Before there was Youtube, Hulu, Netflix, and broadcasters streaming their content on the Internet, there was iCraveTV. iCraveTV, a Canadian-based start-up, launched in November 1999, by streaming 17 over-the-air television channels on the Internet. The picture was small, connection speeds were slow, but the service was streaming real-time television years before it became commonplace. The company relied upon two Canadian laws to provide the service: the Copyright Act, which contains a provision permitting retransmission of broadcast signals subject to certain conditions, and the CRTC’s New Media Exemption order, which excluded new media broadcasters from regulation.

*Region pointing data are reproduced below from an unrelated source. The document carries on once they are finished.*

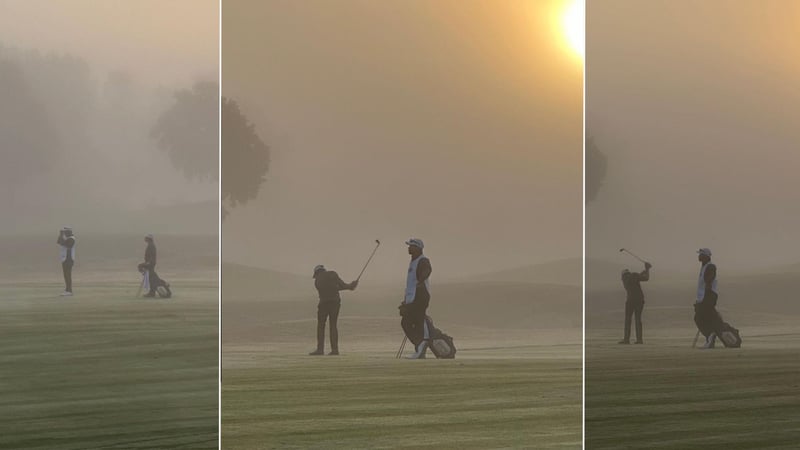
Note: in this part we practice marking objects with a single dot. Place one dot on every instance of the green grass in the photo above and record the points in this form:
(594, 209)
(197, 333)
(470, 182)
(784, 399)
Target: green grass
(371, 400)
(103, 369)
(666, 395)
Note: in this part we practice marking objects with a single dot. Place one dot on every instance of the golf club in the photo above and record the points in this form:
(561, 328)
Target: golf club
(402, 347)
(378, 243)
(631, 253)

The company faced an immediate legal fight from Hollywood and broadcasters. Within months of launching, the service shut down. U.S. demands for Canadian law reform ultimately led to changes to the Copyright Act, which effectively excluded “new media retransmitters” from taking advantage of the retransmission provision.
iCraveTV is long forgotten for most Internet users, but the legal framework that ultimately emerged was invoked this week by the CRTC in Canada’s leading net neutrality case.
At issue is whether companies such as Bell are violating Canada’s Internet traffic management practices (also referred to as net neutrality guidelines) due the different treatment of Internet video on services such as Bell Mobility. The original complaint noted that the cost of watching a service such as Netflix is different from watching Bell Mobile TV because of different ways of treating the data that is used (the Bell Mobile TV data is exempted from the monthly data cap). The case has now been expanded to include other providers.
Bell has argued that the case is not a telecom case (and therefore subject to the traffic management rules), but rather a broadcast matter that qualifies under the new media exemption. This week, the CRTC sent a series of questions to Bell (as well as Rogers and Videotron). The very first question invokes the iCraveTV legal framework:
Given that you have indicated in your submissions that the Mobile TV App operates under the terms of the Digital Media Broadcasting Undertaking Exemption Order, it would appear that you would be unable to make use of the retransmission regime set out in the Copyright Act. In light of this, please describe in detail the following:
a. Which rights you obtain to broadcast live television channels on Mobile TV App; and
b. Whether subscribers to Mobile TV App receive any local, regional or distant channels, and if so how you determine what constitutes local, regional or distant for that subscriber.
In plain language, the post-iCraveTV framework means that services can’t both rely on the Copyright Act retransmitter provision and the CRTC’s new media exemption order. If the retransmitter relies on the Copyright Act, it will be subject to regulation under the Broadcasting Act. Alternatively, if the service is excluded from Broadcasting Act regulation by qualifying under the new media exemption, it cannot rely on the Copyright Act provision and must obtain licenses to avoid copyright infringement claims.
The CRTC notes that Bell says it is relying on the new media exemption for its Mobile TV service. Leaving aside the bigger question on whether the service should be viewed as telecom or broadcast, Bell’s response suggests that it must have licensing arrangements for the channels it carries, otherwise the retransmission infringes copyright. The Bell Mobile TV service includes several over-the-air channels such as the CBC and CITY-TV and the CRTC wants to know more about the licensing deals that presumably exist to allow Bell to retransmit those channels through its service.
Really glad that the CRTC is taking this approach. It’s been frustrating watching the BDU’s straddle the fence, claiming whichever legal framework is most advantageous when it’s about them, and trying to throw the less advantage framework at other services when it’s not.
It’s especially important as the BDU’s all expand into more and more new media services – as the potential for net neutrality abuse is just going to grow exponentially, so precedents are going to be increasingly important.
You forgot about Nabu in Ottawa! Gaming-on-demand in the mid-80s. It was awesome, but slow because it too suffered from being throttled.